Te fuiste, y ahora vienes hacía mi pidiendo piedad por el daño que me hiciste, te fuiste en el momento que más te amaba, cuando más te necesitaba, cuando más te concebía como parte de mí. Ahora vienes hacía mi diciéndome que has aprendido a soñar y compartir, a ser una mujer libre y soñadora, que ahora comprendes mis labios cuando te exclamaban pasión y extrañeza, que ahora después de tanto, el amor te ha defraudado, que la vida es bella si es compartida, que has aprendido que el amor es único, no cuando está con la calma sino cuando se arropa del caos porque así se nutre, se hace fuerte y se hace invencible. Aprendiste a intentar, a nadar bajo el huracán, a sentir de la mierda de la gente que se aprovecha de ti. Y ahora vienes hacía mi porque has aprendido a no dudar.
Yo también camino sin dudar, porque dudar es un instante para sentirse muerto, estoy intentando vivir para poder escribir y plantar un bello jardín en el lugar de la esperanza.
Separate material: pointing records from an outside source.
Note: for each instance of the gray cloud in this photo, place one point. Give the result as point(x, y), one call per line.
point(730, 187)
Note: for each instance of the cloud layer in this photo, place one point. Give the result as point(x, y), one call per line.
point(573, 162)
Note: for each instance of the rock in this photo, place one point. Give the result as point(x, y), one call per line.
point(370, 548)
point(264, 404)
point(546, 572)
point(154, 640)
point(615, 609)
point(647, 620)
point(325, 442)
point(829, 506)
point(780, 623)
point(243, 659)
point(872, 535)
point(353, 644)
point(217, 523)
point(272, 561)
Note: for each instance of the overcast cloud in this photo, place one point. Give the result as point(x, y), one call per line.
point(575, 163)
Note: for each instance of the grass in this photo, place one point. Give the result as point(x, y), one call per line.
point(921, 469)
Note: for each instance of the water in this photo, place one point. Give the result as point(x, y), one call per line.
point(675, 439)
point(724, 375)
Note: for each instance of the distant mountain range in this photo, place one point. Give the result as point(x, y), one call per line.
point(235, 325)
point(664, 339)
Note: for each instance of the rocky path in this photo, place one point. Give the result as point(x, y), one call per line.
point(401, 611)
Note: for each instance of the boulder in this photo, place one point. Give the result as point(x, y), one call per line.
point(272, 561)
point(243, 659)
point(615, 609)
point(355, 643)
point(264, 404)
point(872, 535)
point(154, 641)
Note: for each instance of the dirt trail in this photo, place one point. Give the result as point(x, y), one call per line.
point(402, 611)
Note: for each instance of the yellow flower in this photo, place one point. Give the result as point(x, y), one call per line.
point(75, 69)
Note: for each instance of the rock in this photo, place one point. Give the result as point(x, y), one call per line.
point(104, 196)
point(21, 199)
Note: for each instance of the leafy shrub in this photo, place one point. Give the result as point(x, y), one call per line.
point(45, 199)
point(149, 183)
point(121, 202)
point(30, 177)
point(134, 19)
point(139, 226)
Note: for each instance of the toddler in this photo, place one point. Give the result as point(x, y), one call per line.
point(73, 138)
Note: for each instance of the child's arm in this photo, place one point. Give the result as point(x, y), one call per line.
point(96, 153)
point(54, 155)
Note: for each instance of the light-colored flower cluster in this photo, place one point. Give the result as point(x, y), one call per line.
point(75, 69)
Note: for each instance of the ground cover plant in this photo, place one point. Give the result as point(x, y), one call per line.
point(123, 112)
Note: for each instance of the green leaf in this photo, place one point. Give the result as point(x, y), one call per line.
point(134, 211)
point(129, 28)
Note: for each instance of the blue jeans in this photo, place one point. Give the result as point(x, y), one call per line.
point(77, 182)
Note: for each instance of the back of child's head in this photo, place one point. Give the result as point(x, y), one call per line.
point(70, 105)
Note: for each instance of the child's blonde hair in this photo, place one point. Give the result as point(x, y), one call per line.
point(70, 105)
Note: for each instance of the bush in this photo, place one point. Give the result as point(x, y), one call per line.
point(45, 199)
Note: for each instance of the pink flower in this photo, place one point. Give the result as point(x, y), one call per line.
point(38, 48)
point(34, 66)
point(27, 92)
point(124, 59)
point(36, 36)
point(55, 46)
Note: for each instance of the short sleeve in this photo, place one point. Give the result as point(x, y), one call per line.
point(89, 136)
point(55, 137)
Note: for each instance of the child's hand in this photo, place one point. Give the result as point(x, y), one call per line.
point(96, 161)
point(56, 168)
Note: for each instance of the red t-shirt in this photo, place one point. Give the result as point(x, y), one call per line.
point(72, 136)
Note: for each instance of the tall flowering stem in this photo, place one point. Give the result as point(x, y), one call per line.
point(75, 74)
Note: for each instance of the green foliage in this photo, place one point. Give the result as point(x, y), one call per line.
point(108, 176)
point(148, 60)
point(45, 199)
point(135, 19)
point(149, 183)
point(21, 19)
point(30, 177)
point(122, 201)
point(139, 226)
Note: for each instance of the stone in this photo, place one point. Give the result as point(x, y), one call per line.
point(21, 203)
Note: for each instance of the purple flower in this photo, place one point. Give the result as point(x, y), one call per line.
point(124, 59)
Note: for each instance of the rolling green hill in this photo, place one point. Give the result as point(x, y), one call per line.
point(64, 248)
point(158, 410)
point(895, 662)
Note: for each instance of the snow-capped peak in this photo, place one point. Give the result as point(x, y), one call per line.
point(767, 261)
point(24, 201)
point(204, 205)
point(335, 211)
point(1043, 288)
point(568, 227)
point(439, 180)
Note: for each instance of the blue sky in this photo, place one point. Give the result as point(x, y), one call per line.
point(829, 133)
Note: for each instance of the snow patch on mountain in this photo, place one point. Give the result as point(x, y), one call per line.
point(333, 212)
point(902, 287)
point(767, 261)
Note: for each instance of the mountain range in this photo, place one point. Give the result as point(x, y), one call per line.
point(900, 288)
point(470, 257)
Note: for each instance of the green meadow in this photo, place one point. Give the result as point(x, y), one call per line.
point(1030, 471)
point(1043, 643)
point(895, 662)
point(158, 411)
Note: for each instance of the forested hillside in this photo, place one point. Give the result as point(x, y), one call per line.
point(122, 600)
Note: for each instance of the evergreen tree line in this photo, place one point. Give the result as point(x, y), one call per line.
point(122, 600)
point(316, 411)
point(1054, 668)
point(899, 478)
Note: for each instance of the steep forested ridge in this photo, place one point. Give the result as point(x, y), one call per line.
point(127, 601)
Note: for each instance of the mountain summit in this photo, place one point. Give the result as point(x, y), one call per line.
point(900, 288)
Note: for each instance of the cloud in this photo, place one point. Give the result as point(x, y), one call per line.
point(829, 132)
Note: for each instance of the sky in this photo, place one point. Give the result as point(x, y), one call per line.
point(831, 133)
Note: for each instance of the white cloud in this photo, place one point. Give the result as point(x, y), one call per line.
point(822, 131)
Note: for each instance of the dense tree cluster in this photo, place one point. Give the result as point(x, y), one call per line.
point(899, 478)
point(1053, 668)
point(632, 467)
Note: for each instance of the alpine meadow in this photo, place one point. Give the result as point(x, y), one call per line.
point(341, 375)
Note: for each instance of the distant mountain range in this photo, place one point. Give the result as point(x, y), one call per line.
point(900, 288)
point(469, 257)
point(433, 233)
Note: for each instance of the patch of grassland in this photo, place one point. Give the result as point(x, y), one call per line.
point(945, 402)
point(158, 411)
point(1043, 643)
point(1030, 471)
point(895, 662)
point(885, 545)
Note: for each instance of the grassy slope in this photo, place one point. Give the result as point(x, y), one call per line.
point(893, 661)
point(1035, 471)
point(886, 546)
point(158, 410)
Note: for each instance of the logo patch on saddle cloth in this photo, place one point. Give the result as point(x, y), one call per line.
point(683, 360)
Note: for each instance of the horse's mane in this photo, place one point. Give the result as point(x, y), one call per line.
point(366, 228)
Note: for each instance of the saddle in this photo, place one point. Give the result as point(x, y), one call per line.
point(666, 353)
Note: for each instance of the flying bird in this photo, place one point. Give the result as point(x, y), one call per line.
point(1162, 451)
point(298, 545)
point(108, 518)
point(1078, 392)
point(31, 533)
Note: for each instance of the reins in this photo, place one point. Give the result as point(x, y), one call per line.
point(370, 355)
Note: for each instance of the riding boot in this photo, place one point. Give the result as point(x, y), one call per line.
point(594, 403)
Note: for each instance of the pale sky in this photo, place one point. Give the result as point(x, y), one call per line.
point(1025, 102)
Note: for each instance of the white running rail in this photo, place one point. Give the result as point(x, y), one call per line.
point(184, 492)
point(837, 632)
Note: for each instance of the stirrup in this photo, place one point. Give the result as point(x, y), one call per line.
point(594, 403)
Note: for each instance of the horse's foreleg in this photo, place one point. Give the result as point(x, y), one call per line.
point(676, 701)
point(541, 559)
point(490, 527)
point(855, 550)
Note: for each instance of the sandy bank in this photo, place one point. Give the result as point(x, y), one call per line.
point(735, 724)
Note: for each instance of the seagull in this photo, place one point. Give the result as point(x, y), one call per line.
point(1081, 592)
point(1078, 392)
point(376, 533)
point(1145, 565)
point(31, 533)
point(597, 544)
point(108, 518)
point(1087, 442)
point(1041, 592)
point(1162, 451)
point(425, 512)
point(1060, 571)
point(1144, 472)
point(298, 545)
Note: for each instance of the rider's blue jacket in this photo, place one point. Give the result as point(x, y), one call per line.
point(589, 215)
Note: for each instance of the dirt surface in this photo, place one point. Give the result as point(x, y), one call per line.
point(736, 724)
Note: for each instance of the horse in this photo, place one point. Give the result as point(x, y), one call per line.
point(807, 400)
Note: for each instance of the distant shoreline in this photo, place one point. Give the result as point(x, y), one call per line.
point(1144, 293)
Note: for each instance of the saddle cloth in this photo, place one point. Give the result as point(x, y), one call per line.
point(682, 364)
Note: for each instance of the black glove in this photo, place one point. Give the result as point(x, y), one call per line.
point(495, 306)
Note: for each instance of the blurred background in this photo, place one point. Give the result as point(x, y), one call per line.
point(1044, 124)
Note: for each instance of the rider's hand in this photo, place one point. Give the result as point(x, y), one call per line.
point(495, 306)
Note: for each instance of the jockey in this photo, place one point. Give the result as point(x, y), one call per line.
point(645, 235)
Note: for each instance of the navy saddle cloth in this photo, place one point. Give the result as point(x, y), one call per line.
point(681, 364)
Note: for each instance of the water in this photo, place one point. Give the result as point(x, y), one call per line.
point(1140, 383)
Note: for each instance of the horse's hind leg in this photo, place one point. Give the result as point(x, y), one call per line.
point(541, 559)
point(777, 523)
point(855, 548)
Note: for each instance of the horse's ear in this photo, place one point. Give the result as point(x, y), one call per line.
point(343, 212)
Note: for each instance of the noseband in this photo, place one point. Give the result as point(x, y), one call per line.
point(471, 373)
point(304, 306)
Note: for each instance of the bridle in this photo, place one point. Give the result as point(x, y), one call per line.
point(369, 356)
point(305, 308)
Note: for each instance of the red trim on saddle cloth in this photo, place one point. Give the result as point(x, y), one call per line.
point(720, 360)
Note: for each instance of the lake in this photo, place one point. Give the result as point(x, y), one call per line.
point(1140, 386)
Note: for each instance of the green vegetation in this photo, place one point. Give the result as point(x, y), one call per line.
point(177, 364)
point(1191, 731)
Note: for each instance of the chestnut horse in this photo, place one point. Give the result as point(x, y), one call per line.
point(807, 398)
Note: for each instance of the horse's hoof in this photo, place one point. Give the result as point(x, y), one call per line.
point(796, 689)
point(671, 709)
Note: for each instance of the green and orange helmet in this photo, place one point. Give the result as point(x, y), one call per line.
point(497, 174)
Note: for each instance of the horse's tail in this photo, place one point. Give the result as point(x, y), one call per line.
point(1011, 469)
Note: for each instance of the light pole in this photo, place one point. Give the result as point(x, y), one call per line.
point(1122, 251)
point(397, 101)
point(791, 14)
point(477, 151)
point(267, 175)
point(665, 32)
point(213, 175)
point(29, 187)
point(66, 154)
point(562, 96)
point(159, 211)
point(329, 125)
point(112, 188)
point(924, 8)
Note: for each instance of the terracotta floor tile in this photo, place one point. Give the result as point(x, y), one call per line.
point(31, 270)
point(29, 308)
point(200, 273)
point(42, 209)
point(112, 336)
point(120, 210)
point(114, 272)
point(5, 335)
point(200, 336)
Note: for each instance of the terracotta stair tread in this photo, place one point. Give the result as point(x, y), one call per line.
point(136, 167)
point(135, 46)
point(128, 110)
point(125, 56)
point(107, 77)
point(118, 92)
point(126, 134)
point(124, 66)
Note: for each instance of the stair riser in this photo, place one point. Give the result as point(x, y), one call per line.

Porque a pesar de todo quiero pisar un suelo más natural y más próspero, quiero sentir la pequeña energía de las cosas que dicen vale la pena. Y aunque creo que eso es un discurso trillado, hoy quiero creer en eso.
Quiero creer en la fe y en el alma, quiero pensar que te amé tanto que hoy vale la pena el perdón, quiero pensar que esta realidad no es más que simple juego programado en una difícil modalidad, quiero creer en mis ídolos, en mis amores muertos, quiero creer tan sólo en una nueva oportunidad.